人本来の持っている、人目線を持つことも、物質感を感じること、存在を全知覚で捉えることなど、人間にしか出来ないことは多くあります。

ただ、AIは負の感情に流されることなく客観性を持ち、効率的に合理的に物事を運ぶでしょう。これまで、AIの機能は、部分的で直線的なものでした。しかし、これから行われていく、脳神経のようなネットワークによる巨大な経験知の蓄積は、人間個人の持つ能力をはるかにしのぐかも知れません。巨大な経験知の蓄積=集合知は、個を獲得する(意識をもつのか)のか?人間というものをどのように捉えるのか?興味は尽きません。意識を持ち、人間というものを客観視するのが、人間性そのものだとしたら、AIの世界は、倫理など人間的モデルが大きく欠如したもののように見受けられます。ここでも、哲学的な命題が浮かび上がることは避けられないでしょう。
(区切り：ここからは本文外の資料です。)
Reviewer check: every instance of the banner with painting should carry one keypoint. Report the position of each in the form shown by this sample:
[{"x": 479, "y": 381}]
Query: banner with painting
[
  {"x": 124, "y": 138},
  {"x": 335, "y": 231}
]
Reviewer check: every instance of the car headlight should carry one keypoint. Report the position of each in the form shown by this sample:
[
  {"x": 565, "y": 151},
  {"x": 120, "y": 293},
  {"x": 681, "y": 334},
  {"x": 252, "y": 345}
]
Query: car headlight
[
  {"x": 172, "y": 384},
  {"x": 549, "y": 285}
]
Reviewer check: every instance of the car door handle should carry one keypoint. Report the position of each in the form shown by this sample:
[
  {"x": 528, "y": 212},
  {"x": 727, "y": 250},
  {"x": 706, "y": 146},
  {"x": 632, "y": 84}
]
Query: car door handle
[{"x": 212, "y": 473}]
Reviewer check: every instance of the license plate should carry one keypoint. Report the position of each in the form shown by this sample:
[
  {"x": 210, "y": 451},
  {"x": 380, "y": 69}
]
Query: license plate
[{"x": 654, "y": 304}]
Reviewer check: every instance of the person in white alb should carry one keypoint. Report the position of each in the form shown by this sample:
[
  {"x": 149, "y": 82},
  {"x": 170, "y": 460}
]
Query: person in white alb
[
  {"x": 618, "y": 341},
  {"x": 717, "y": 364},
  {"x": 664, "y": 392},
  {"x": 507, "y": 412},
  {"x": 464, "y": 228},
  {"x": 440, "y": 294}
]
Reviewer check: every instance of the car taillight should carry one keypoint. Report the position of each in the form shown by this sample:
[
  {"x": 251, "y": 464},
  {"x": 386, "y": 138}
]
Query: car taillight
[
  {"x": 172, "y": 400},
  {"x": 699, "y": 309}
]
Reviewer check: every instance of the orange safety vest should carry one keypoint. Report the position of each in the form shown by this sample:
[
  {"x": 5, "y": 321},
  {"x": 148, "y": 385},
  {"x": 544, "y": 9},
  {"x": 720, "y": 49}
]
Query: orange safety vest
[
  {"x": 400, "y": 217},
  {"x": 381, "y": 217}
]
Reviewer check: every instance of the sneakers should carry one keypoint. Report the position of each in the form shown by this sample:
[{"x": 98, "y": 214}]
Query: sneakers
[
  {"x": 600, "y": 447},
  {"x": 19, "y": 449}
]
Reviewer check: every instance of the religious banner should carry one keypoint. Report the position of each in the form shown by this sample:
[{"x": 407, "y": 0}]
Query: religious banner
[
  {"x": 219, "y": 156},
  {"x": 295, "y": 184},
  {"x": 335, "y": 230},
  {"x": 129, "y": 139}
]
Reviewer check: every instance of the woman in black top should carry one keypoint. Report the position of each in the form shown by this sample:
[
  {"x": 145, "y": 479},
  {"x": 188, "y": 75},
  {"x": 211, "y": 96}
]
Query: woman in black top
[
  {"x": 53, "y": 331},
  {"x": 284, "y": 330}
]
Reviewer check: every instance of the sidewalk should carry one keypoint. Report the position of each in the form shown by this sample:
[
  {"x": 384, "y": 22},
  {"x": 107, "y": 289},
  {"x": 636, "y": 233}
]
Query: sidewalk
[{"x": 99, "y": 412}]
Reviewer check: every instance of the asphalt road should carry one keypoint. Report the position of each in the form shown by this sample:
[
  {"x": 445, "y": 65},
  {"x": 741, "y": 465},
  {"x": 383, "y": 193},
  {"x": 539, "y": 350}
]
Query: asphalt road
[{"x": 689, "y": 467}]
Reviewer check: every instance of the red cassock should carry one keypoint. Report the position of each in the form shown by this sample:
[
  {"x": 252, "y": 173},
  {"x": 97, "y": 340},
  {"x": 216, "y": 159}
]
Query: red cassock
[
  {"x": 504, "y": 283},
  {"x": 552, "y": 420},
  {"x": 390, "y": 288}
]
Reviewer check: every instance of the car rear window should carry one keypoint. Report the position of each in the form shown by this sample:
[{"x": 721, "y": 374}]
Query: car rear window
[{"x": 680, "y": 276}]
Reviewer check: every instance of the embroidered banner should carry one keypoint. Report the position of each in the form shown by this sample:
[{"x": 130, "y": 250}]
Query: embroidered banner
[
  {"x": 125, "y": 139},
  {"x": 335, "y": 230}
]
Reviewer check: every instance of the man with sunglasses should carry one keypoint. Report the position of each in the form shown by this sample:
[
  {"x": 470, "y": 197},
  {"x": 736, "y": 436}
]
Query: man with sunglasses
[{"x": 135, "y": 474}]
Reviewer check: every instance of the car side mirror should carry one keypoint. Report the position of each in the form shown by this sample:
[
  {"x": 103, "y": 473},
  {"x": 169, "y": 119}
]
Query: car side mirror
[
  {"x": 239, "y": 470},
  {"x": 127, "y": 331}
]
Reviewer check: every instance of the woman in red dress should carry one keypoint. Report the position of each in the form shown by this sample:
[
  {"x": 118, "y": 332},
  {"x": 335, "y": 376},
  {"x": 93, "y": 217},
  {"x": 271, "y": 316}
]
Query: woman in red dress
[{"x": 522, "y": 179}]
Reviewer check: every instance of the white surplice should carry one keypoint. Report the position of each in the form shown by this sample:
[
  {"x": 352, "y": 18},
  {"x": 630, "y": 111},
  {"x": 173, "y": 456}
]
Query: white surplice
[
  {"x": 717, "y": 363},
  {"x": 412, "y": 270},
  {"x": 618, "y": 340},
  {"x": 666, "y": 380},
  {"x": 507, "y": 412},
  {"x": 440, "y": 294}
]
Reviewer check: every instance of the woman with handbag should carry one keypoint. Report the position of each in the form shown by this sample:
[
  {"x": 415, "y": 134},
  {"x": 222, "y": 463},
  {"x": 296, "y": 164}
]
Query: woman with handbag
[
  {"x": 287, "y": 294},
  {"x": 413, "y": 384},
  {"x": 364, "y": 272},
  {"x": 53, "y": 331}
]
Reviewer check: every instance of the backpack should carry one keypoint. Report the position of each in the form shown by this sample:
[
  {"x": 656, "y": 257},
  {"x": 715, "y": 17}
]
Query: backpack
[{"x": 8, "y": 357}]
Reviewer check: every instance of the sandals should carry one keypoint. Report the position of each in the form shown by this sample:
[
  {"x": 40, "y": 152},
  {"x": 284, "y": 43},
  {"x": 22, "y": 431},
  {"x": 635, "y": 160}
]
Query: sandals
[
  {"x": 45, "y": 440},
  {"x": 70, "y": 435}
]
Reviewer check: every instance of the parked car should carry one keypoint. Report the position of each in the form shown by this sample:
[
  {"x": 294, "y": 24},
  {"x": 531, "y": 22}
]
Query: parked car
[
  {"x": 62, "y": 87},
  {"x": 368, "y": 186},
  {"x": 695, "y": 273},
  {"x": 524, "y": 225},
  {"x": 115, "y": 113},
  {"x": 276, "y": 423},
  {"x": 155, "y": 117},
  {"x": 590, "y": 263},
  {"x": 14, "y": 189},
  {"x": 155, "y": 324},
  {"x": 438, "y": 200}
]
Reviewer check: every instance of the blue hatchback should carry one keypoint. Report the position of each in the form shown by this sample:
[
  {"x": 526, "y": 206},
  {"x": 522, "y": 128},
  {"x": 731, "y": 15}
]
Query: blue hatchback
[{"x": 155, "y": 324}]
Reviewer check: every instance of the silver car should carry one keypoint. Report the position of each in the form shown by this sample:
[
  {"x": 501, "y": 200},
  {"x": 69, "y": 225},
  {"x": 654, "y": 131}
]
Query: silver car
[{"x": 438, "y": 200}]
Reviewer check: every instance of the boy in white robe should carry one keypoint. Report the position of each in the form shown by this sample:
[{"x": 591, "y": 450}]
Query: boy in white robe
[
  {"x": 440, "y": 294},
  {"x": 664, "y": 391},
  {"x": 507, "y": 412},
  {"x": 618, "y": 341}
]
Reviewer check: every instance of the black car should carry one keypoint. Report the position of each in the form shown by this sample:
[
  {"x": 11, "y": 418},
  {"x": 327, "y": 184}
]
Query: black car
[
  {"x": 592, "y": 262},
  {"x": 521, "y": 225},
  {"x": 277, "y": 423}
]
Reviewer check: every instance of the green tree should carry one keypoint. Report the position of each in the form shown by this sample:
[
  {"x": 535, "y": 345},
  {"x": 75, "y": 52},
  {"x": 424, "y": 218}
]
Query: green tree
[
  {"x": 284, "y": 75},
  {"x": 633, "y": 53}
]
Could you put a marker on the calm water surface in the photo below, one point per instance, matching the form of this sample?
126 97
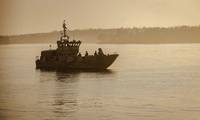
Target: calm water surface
146 82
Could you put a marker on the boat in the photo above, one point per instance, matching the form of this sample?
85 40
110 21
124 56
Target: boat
66 57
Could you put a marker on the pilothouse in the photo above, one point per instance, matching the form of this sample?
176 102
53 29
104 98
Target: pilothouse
67 56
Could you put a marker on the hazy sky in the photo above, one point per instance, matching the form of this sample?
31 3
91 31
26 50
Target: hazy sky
32 16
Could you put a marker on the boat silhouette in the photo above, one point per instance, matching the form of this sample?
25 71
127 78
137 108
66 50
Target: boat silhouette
67 57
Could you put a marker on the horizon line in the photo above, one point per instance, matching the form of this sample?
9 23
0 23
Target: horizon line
81 29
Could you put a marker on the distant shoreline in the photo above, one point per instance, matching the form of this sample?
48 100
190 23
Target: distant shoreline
182 34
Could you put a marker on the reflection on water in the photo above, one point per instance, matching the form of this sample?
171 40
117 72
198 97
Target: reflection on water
146 82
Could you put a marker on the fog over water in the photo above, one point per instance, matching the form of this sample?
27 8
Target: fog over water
36 16
146 82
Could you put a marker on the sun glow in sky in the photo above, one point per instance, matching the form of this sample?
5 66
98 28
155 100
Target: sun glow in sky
33 16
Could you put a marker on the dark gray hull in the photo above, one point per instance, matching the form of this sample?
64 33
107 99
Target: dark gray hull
89 63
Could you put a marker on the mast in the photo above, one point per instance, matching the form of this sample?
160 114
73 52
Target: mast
64 29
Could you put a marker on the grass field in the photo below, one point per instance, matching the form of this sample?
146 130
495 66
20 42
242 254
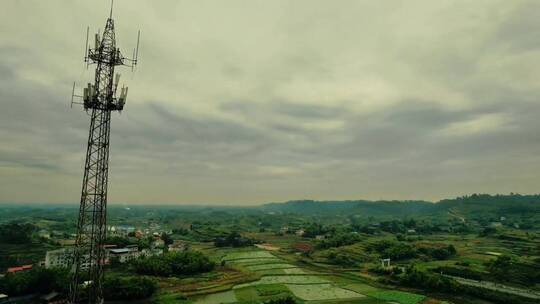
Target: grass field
270 266
319 292
397 296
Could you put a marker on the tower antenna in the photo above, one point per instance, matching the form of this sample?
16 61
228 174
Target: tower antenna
112 4
99 99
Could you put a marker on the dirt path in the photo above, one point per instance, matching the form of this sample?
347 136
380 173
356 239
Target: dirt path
528 293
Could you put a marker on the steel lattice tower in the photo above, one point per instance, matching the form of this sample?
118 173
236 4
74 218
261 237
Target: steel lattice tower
99 99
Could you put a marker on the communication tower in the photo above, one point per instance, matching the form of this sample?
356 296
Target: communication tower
99 99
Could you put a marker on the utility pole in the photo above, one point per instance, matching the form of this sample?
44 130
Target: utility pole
99 100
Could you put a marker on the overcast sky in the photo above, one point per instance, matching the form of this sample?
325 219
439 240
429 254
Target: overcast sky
246 102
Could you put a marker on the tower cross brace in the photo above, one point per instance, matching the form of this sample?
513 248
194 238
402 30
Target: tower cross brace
100 99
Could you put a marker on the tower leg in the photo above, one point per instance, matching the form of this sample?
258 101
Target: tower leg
89 254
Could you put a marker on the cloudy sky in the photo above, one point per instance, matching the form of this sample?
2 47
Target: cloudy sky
246 102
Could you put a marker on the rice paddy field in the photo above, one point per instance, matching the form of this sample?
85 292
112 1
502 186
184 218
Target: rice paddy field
279 277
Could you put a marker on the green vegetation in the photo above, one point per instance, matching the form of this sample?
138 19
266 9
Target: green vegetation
173 263
119 287
38 280
492 240
398 296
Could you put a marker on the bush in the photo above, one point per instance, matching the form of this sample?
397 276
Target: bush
287 300
128 288
174 263
35 280
16 233
338 240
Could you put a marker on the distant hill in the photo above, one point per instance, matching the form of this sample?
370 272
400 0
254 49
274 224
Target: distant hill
345 207
497 205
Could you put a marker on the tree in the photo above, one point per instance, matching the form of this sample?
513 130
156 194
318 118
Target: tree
16 233
174 263
166 238
117 287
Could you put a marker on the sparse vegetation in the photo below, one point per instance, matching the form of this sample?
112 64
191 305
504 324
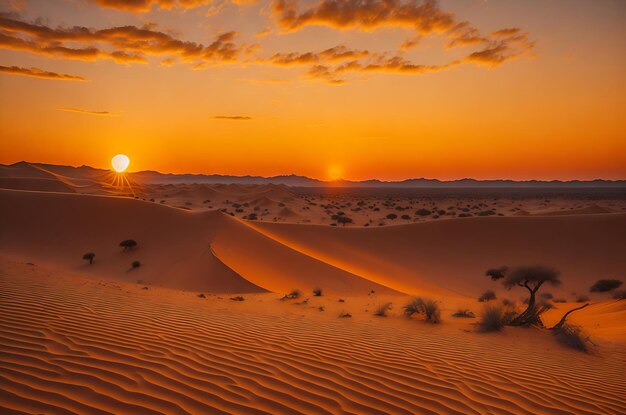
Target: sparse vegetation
494 317
381 311
602 286
531 278
89 256
426 307
464 313
487 296
292 295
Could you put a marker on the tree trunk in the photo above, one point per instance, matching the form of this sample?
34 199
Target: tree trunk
523 319
562 321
人間性について、人間の持つ能力について、美術は歴史的に明快な答えを出しています。デッサンを会得することは、決して効率的とは言えないし、楽でもありません。しかし、苦労があったとしても、人間力を高めることを目的とせざるを得ない状況は、近い将来出現すると思います。人間の持つ優位性を保つというよりは、人間としての生を確かめるために、文化が改めて問われるはずです。

AIにはないもの

●身体性
●身体感覚=五感
●感受性
●身体性から培われる総合的視野=直観
●身体感覚を通して、存在を捉える力
●汎認知や抽象思考
●気まぐれ
●横断越境的思考
●マイナーチェンジや予定調和ではない、革新的成果

目や手を使い、紙や鉛筆を使う、美術では普通に行われていることが、AIにはない多くの能力を育むことを、再発見することになりました。人間力とは、言うまでもない「暗黙知」であったものかも知れませんが、言葉で再定義する状況にはAIの影響が反映されています。